10.1 Phenobarbital (PHB)

The most common antiepileptic drugs used to treat neonatal seizures are PHB and phenytoin. In this review, 17 of the articles had neonates who had received PHB either as first line or second line therapy. Spagnoli, et al. [21] Dwivedi, et al. [22] Nataraja, et al. [23] and Low, et al. [24] assessed PHB on its own, looking at either the response rate, the short-term effects or the effect of withholding maintenance. Spagnoli, et al. [21] investigated 91 newborns who had received PHB. 62.6% of them responded completely to the treatment and 16.5% responded partially (an additional PHB bolus was necessary). Low, et al. [24] revealed similar results that showed that a loading dose of PHB resulted in significantly reduced seizure burden within 1 hour of administration. 65% of cases had seizure cessation when the dose administered was 20mg/kg. However, this reduction was shown to be temporary and was likely to return beyond 4 hours of administration. Low, et al. [24] also found that doses at 20mg/kg showed significantly more effectiveness in reducing seizure burden than doses at 10mg/kg.

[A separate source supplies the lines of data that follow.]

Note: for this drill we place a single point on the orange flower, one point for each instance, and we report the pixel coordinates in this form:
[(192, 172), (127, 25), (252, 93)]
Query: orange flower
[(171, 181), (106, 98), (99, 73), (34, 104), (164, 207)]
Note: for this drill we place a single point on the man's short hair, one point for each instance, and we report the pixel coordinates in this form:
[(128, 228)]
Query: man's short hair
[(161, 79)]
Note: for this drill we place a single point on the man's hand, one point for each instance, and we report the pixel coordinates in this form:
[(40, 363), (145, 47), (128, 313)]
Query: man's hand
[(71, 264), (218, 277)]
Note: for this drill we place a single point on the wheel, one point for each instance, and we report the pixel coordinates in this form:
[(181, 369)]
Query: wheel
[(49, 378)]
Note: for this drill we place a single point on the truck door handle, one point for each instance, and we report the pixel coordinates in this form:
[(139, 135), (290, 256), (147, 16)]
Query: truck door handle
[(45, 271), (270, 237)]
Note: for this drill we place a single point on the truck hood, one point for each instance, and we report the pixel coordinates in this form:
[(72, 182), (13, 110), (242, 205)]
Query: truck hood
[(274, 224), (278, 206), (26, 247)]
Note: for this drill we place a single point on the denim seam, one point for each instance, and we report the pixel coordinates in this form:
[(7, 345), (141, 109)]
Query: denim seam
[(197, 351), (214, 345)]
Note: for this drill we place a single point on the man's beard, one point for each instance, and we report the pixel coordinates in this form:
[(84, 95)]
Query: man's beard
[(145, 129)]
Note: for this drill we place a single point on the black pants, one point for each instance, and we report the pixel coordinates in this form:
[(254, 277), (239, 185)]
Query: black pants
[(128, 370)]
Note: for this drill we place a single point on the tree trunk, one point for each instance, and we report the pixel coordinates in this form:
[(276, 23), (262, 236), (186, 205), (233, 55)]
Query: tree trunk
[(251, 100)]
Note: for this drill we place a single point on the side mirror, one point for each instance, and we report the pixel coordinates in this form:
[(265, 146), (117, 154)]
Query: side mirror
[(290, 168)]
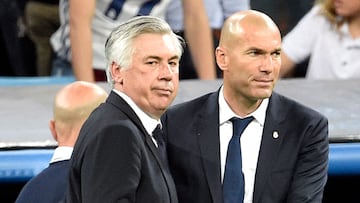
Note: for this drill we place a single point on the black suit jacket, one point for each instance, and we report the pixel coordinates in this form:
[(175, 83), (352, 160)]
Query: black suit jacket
[(115, 160), (291, 168), (48, 186)]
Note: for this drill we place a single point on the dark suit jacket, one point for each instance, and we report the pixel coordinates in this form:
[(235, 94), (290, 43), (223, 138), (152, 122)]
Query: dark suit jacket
[(115, 160), (48, 186), (291, 168)]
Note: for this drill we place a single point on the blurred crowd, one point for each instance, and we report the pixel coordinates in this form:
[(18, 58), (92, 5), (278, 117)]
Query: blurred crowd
[(26, 27)]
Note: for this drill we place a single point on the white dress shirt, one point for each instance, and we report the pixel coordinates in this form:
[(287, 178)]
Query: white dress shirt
[(148, 122), (250, 141)]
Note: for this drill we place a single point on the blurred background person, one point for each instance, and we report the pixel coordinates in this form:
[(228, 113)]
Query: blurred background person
[(217, 11), (16, 49), (330, 35), (42, 20), (72, 106), (86, 24)]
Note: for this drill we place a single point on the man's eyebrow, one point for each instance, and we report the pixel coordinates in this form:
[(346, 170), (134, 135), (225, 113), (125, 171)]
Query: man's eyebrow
[(159, 58)]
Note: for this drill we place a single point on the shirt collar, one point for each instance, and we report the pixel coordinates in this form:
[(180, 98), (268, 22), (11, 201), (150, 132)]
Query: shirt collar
[(61, 154), (226, 113), (148, 122)]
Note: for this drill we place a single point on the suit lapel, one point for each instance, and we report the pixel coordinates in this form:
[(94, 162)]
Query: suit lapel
[(270, 145), (120, 103), (209, 144)]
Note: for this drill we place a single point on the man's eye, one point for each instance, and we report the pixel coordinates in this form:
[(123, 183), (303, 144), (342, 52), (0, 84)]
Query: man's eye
[(151, 62), (253, 53), (173, 63), (276, 54)]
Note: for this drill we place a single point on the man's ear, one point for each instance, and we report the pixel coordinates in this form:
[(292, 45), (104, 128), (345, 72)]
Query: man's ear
[(116, 73), (221, 58), (52, 129)]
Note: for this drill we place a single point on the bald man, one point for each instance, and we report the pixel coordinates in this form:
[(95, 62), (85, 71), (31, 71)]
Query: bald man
[(284, 148), (72, 106)]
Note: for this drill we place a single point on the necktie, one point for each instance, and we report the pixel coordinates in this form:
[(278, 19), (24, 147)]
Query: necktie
[(233, 183), (158, 134)]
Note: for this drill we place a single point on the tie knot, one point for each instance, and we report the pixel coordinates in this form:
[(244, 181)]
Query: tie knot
[(158, 134), (239, 124)]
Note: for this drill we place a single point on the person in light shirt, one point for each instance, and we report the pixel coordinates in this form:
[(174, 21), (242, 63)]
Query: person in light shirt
[(329, 35), (72, 106)]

One study compared the response rate of PHB and phenytoin. Pathak, et al. [25] randomly allocated 109 infants into two groups (55 to phenytoin and 54 to PHB). The results were significant for PHB. Only 14.5% of neonates who received phenytoin had seizure cessation, while 72.2% of neonates who received PHB achieved seizure cessation. This superiority of PHB was evident as a single drug and even after crossover with phenytoin.

10.1.1 Withholding PHB maintenance

PHB in neonates may be associated with adverse neurological outcome following long-term administration, therefore, the continuation or withdrawal of PHB has been debated. This review found three articles (Jindal, et al. [26] Saxena, et al. [27]Natarajan, et al. [23]) that investigated the effect of early withdrawal of PHB. Jindal, et al, [21]reported similar incidence rates of seizure recurrence in the PHB withdrawal and PHB continued groups. The study was conducted with neonates who had initially received a loading dose of PHB of 20mg/kg and remained seizure free after 12 hours of the loading dose.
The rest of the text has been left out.